Adds an optional, global-level Pass Identity Headers setting, which sends identity headers to all upstream applications when enabled. If you want to forward identity headers only to a specific upstream application, you can still use the per-route Pass Identity Headers setting.
Removes support for the Secure Cookie setting. It is always enabled by default.
Improved error messages and multiple Open Telemetry improvements
Removes support for the deprecated set_authorization_header setting. You can use the Set Request Headers setting to pass IdP tokens to upstream services in any header.
When using set_request_headers, to prevent a ‘$’ character from being treated as the start of a variable substitution, you may need to replace it with ‘$$’.
Pomerium upgraded to Go v1.20.3 and Envoy v1.24.5 to address security issues exposed in these packages. See the release notes in the links for more information.
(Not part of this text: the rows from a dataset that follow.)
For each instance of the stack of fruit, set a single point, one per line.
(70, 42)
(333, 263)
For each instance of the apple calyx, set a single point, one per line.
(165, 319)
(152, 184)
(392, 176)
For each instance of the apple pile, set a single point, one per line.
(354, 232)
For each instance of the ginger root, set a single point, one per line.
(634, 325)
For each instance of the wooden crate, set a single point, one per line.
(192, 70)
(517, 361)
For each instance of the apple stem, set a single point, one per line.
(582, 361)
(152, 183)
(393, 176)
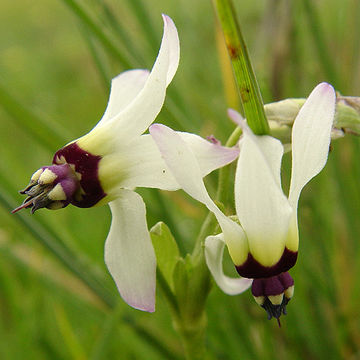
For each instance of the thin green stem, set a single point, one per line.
(169, 295)
(44, 131)
(87, 19)
(99, 63)
(58, 249)
(324, 55)
(244, 75)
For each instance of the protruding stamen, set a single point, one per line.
(273, 294)
(54, 188)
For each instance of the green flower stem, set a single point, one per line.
(209, 223)
(192, 331)
(56, 247)
(45, 131)
(82, 272)
(325, 57)
(244, 75)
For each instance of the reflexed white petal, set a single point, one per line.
(174, 48)
(311, 138)
(145, 167)
(124, 89)
(214, 250)
(209, 156)
(139, 113)
(142, 111)
(129, 254)
(184, 167)
(271, 149)
(262, 208)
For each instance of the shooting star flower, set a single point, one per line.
(114, 158)
(265, 246)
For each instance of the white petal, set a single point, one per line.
(129, 254)
(184, 167)
(124, 89)
(174, 48)
(311, 138)
(214, 250)
(262, 208)
(142, 111)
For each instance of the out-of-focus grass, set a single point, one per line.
(48, 66)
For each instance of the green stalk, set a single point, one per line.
(324, 55)
(46, 132)
(86, 19)
(244, 75)
(64, 255)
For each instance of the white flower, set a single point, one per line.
(114, 158)
(266, 243)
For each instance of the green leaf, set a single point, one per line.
(166, 250)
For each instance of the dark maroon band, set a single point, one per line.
(87, 165)
(252, 269)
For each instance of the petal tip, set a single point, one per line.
(326, 88)
(155, 128)
(167, 19)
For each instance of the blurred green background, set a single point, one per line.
(56, 62)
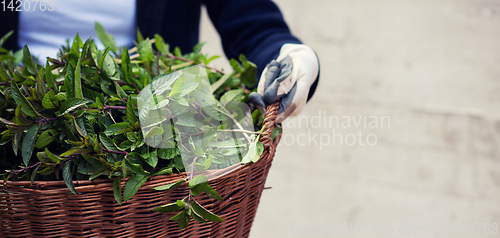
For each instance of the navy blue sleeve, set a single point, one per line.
(255, 28)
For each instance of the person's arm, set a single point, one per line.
(256, 28)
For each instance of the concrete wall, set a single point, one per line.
(426, 75)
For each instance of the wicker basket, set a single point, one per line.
(48, 209)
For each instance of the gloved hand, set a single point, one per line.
(289, 77)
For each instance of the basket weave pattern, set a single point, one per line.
(49, 209)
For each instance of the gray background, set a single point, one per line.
(433, 68)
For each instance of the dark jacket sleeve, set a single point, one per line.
(255, 28)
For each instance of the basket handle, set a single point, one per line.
(270, 123)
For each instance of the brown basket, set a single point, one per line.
(48, 209)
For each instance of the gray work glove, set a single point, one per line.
(289, 77)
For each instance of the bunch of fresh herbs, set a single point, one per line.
(77, 117)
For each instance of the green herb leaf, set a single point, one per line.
(232, 95)
(28, 61)
(204, 212)
(118, 128)
(106, 38)
(198, 180)
(78, 81)
(131, 118)
(46, 138)
(27, 108)
(171, 207)
(46, 102)
(76, 151)
(107, 142)
(5, 37)
(52, 157)
(135, 168)
(28, 142)
(152, 159)
(67, 176)
(160, 45)
(117, 192)
(71, 104)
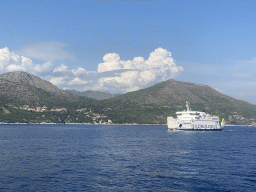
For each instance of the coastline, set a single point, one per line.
(3, 123)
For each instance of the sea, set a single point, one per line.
(126, 158)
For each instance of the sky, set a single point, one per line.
(126, 45)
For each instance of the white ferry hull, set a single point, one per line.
(194, 121)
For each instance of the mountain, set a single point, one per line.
(167, 97)
(93, 94)
(24, 88)
(146, 106)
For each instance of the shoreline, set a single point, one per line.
(2, 123)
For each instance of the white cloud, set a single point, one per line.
(13, 67)
(113, 75)
(10, 62)
(46, 51)
(79, 71)
(62, 69)
(159, 66)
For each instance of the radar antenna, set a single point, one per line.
(187, 105)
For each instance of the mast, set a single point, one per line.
(187, 105)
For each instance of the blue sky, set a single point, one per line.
(122, 45)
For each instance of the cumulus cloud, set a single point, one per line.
(113, 74)
(135, 74)
(9, 62)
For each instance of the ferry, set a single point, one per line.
(195, 121)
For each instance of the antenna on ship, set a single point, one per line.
(187, 105)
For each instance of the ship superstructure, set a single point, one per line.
(194, 120)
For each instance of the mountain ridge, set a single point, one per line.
(146, 106)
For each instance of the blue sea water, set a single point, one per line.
(126, 158)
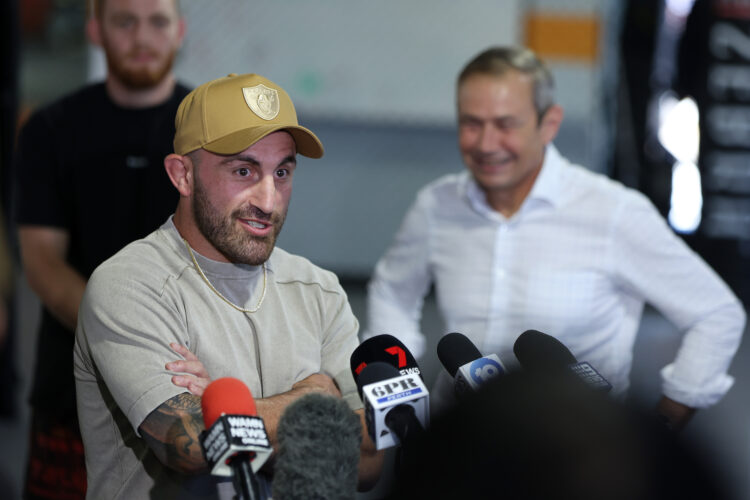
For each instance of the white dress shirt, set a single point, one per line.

Hosted Authenticate Service will now be used by default to handle single-sign-on. Pomerium hosts this service as a convenience to its users; no identity provider configuration or authenticate service url needs to be specified if the hosted authenticate service is used. Self-hosted authenticate service is still available for users who want to configure their own identity provider and authenticate service URL.
Wildcard From Routes is a Beta support feature that allows you to define a wildcard route that points matching external routes to a single destination.
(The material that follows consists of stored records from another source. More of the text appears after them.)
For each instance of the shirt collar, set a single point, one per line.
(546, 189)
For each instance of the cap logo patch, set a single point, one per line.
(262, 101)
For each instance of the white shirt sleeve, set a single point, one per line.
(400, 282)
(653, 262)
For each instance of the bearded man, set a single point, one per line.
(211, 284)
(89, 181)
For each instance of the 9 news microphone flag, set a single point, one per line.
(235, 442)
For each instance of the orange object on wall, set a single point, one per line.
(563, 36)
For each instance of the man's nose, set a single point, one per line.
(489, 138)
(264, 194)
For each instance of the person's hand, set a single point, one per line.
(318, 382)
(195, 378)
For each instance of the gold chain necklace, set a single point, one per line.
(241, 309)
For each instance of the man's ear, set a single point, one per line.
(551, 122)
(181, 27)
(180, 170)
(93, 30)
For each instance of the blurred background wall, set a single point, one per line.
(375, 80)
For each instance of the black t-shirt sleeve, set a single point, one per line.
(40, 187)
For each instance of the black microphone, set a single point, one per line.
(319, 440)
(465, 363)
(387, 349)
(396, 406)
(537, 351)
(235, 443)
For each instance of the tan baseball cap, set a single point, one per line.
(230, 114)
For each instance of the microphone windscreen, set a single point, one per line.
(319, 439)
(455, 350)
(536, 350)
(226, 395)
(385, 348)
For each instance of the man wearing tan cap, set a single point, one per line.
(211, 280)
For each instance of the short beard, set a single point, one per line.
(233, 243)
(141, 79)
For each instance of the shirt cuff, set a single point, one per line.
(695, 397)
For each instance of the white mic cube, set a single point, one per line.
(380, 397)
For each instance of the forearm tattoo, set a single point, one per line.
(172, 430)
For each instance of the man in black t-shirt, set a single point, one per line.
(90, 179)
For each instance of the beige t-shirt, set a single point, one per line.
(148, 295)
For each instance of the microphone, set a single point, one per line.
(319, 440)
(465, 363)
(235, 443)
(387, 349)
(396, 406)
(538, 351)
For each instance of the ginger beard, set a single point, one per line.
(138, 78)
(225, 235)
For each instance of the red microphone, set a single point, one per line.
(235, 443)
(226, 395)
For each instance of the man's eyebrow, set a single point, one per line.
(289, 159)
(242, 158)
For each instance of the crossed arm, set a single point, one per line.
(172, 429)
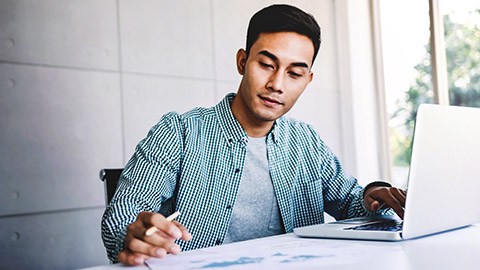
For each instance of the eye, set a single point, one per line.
(266, 65)
(293, 74)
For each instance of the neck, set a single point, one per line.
(253, 126)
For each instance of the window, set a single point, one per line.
(461, 22)
(416, 72)
(407, 75)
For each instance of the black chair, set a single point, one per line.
(110, 179)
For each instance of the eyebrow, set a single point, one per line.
(274, 58)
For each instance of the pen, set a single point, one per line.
(154, 229)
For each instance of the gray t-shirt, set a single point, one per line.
(255, 213)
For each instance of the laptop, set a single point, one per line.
(443, 181)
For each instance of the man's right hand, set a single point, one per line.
(138, 247)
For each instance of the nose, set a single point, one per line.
(276, 82)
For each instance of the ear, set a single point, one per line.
(241, 61)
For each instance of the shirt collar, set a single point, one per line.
(231, 128)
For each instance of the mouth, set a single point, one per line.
(269, 101)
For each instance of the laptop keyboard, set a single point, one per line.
(387, 225)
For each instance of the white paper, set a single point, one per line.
(278, 252)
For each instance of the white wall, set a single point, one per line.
(82, 81)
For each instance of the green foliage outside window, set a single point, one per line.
(462, 42)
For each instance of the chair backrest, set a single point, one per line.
(110, 179)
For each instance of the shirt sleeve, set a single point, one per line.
(342, 195)
(148, 180)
RDS changes provide more consistent and linear memory performance that significantly reduces memory consumption, especially in environments with rapidly changing configurations.
Telemetry - View real time metrics and status from Pomerium components inside the Enterprise Console.
More expressive policy syntax: Pomerium's new extended policy language allows more complex policies to be configured, along with non-identity based conditions for access.